Recovering from subsequent back surgery, my mother watched my father as he tip-toed to her bedside and carefully bent over to kiss her. Sweetly. Gently.
My mother spoke only five words: “Walk with a purpose, Ed.” My father looked at me, made that familiar, funny-dad face, and promptly stood tall, straightening up his spine with shoulders back, chest out, stomach in, and head held high. He then proceeded to strut his purposeful walk around the sterile-white room.
For me, my mother’s wisdom, somehow surfacing from beneath the pain, rang loud and true, beyond simply triggering my dad’s antics and our much-needed giggles.

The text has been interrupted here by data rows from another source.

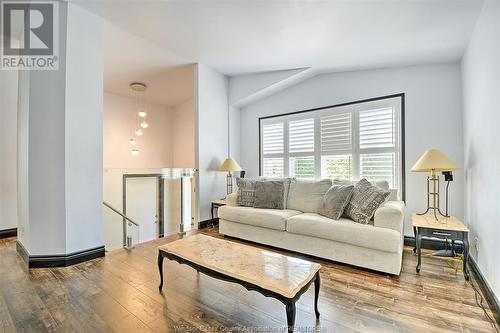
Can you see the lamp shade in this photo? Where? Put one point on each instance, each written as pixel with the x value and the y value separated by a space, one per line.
pixel 230 165
pixel 434 160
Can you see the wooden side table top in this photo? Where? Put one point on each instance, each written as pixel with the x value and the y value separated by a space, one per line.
pixel 443 223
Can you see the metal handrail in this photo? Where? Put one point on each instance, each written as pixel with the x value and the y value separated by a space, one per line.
pixel 120 213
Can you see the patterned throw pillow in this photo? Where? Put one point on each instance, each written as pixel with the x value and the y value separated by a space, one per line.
pixel 365 200
pixel 335 201
pixel 246 192
pixel 269 194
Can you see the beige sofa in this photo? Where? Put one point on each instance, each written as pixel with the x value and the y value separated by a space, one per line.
pixel 377 246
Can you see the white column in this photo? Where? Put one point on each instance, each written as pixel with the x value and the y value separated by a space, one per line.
pixel 60 143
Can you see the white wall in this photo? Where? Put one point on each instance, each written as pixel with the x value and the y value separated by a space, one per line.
pixel 155 144
pixel 183 135
pixel 83 130
pixel 212 136
pixel 433 117
pixel 8 149
pixel 481 93
pixel 59 140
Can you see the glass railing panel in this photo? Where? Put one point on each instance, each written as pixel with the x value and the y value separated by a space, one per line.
pixel 113 229
pixel 161 200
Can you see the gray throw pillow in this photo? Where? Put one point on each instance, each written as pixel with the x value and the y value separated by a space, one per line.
pixel 365 200
pixel 286 183
pixel 335 201
pixel 246 192
pixel 269 194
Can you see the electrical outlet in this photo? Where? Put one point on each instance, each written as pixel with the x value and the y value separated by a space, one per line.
pixel 475 244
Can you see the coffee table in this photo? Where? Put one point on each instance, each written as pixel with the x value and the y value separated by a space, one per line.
pixel 271 274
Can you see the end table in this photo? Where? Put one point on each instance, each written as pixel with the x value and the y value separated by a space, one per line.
pixel 443 228
pixel 215 204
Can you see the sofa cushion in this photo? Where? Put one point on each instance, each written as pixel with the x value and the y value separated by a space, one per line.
pixel 383 184
pixel 260 217
pixel 307 196
pixel 286 183
pixel 269 194
pixel 345 231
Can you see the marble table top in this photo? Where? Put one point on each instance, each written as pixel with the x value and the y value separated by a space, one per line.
pixel 443 223
pixel 270 270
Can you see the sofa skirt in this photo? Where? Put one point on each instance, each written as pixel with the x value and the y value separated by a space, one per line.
pixel 387 262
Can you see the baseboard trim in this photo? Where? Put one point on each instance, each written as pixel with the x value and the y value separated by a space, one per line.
pixel 59 260
pixel 491 299
pixel 490 296
pixel 204 224
pixel 8 233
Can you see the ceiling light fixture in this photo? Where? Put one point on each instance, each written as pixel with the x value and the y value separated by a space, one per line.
pixel 139 90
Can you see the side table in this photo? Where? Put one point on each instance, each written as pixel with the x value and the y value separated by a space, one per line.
pixel 443 228
pixel 215 204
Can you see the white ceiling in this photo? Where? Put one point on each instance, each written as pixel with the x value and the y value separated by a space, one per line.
pixel 129 58
pixel 154 41
pixel 254 36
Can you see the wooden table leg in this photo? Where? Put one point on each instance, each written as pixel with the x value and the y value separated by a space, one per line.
pixel 465 239
pixel 290 314
pixel 415 236
pixel 418 242
pixel 316 294
pixel 160 268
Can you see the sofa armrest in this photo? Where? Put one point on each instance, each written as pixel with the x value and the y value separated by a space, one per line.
pixel 390 215
pixel 231 199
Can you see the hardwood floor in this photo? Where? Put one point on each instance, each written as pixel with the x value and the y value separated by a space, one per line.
pixel 119 293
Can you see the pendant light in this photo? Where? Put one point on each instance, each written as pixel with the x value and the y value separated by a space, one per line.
pixel 139 90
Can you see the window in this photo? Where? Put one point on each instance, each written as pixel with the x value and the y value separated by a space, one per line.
pixel 354 141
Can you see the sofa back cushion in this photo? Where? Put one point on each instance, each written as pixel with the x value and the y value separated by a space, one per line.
pixel 307 196
pixel 246 192
pixel 383 184
pixel 335 201
pixel 269 194
pixel 286 183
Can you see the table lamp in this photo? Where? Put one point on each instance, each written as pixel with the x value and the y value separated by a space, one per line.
pixel 433 160
pixel 229 166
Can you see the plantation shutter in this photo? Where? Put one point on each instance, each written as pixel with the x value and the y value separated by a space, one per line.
pixel 273 148
pixel 336 133
pixel 377 128
pixel 272 139
pixel 301 136
pixel 377 133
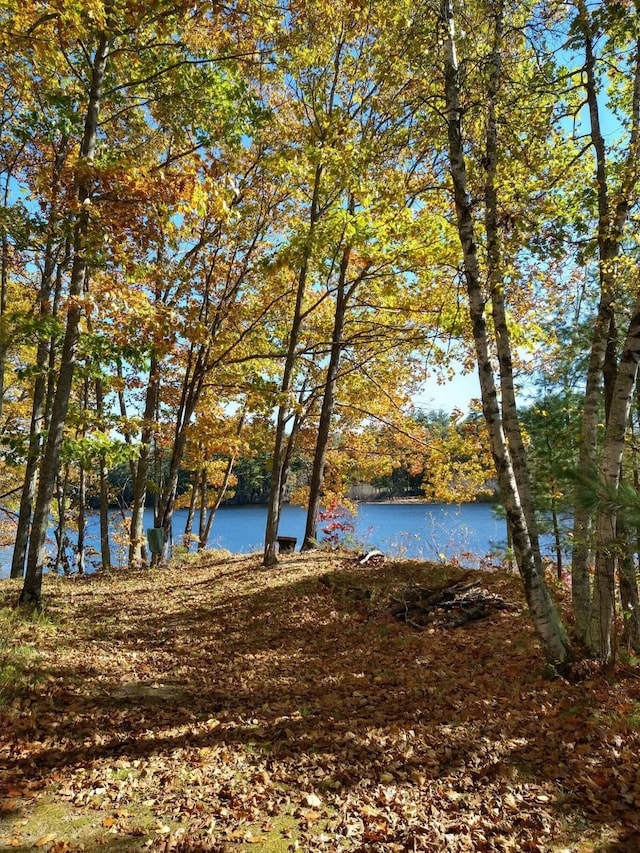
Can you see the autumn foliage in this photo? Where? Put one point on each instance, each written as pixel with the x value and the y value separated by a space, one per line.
pixel 226 708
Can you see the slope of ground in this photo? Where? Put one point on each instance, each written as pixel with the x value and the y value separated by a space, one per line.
pixel 216 706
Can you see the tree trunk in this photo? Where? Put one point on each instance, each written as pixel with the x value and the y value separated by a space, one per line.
pixel 188 527
pixel 204 502
pixel 32 589
pixel 137 548
pixel 601 623
pixel 510 420
pixel 612 220
pixel 45 346
pixel 277 470
pixel 544 615
pixel 326 413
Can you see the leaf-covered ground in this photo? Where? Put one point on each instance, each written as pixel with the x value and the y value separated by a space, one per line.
pixel 216 706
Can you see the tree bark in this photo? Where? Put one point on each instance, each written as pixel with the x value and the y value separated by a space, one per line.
pixel 275 492
pixel 544 615
pixel 612 219
pixel 601 623
pixel 510 420
pixel 137 548
pixel 326 412
pixel 45 346
pixel 32 588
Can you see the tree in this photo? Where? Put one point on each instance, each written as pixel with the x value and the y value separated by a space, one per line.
pixel 545 617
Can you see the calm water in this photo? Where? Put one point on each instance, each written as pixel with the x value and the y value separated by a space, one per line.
pixel 431 531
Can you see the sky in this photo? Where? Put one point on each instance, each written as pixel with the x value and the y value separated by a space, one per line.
pixel 454 394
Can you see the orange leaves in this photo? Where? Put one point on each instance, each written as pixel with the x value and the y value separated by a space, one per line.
pixel 222 705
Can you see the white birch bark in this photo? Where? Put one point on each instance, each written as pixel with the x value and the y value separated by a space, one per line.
pixel 544 614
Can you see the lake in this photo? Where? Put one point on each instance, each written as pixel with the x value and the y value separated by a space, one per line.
pixel 467 532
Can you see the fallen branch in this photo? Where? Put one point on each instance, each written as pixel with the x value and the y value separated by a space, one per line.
pixel 452 605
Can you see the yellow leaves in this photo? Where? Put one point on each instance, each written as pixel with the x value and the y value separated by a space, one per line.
pixel 44 840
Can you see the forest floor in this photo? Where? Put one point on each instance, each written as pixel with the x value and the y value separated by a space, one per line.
pixel 216 706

Yes, lean body mass, a diet centered on fresh fruits and vegetables, daily exercise, sleep, clean air and water, psychological comfort, stress management, and connective relationships all contribute to health, mobility, activity, and longevity.
But a lifelong sense of purpose, which may change directions but doesn’t wane with retirement or age, continually fuels our inner flames, empowering us to add days to our lives and life to our days.
Whether a nurturing mother, a good friend, a helpful volunteer, or, like my eighty-five-year-old dad, working full-time in a thriving, self-built company, consciously aligning your life with your unique higher purpose allows you to be all that you were born to be while opening doors for others to do the same.
Listening to your inner voice and following your highest calling, something far greater than yourself, rewards you with life’s best gifts: inner joy, a sense of peace, and soul-deep gratitude, especially for the gift of life itself.
As for my mother, now eighty-five, she continues to exemplify living her higher purpose, as the rock and hero for her six children, fifteen grandchildren, five great-grand children, and the man she still lovingly reminds:
“Walk with a purpose, Ed!” And indeed he does.